El propósito de la deportación masiva era, a todas vistas, congraciarse con el gobierno nazi, colaborando en el proyecto de limpieza étnica, y de paso expulsar de Francia a una población judía, cuya presencia se sentía creciente, incómoda y amenazante. Una parte muy importante de la población francesa, sometida a la persuasión de la propaganda y presa de sus propios prejuicios raciales, fue cómplice moral de la faena represiva. La película alude a estas realidades sociales, pero no profundiza en el tema, interesada como está en resaltar el aspecto humano de la historia y el lucimiento dramático de sus estrellas. El tono final es el de una teleserie y la factura no tiene como consecuencia mayor originalidad o brillantez formal. Hay incluso un gusto algo dudoso al mostrar el proceso de la deportación como espectáculo de corte hollywoodense, con los miles de deportados ingresando al portentoso espacio del velódromo de invierno entre gritos, imprecaciones y lamentos, o sugiriendo de modo absurdo las penurias padecidas (días enteros sin alimentos, sin agua, sin atención médica), a través de rostros juveniles con aspecto paradójicamente saludable. Posiblemente se trate de las exigencias de toda gran producción, pero con un tema tan delicado y con heridas apenas hoy cerradas, un tacto mayor y una contención escénica más controlada, habrían sido un acierto en la película.

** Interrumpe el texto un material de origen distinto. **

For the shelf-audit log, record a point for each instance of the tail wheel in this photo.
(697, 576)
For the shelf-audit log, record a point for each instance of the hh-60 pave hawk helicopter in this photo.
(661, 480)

El cine de ficción tiene un largo camino por recorrer antes de poder abordar este tipo de tragedias históricas con el rigor, la visión crítica y la ecuanimidad con que lo ha venido haciendo el cine documental. Cabe al respecto señalar dos cintas emblemáticas: Le chagrin et la pitié (El dolor y la piedad), de Marcel Ophuls, y el formidable testimonial fílmico de la deportación, Shoa, de Claude Lanzmann. Lo que permite una cinta como Los niños de la esperanza es que a partir de un relato poco inspirado en términos narrativos y formales, se logre llamar la atención de modo masivo hacia fenómenos históricos insuficientemente divulgados, que ciertamente merecen estudiarse más y comprenderse mejor.
Los niños de la esperanza se exhibe en Cinépolis Interlomas, Cinemex Altavista, Cinemanía Loreto y Lumière Reforma. Los documentales mencionados están disponibles en tiendas de autoservicio o renta de videos (Mix Up o Videodromo Condesa).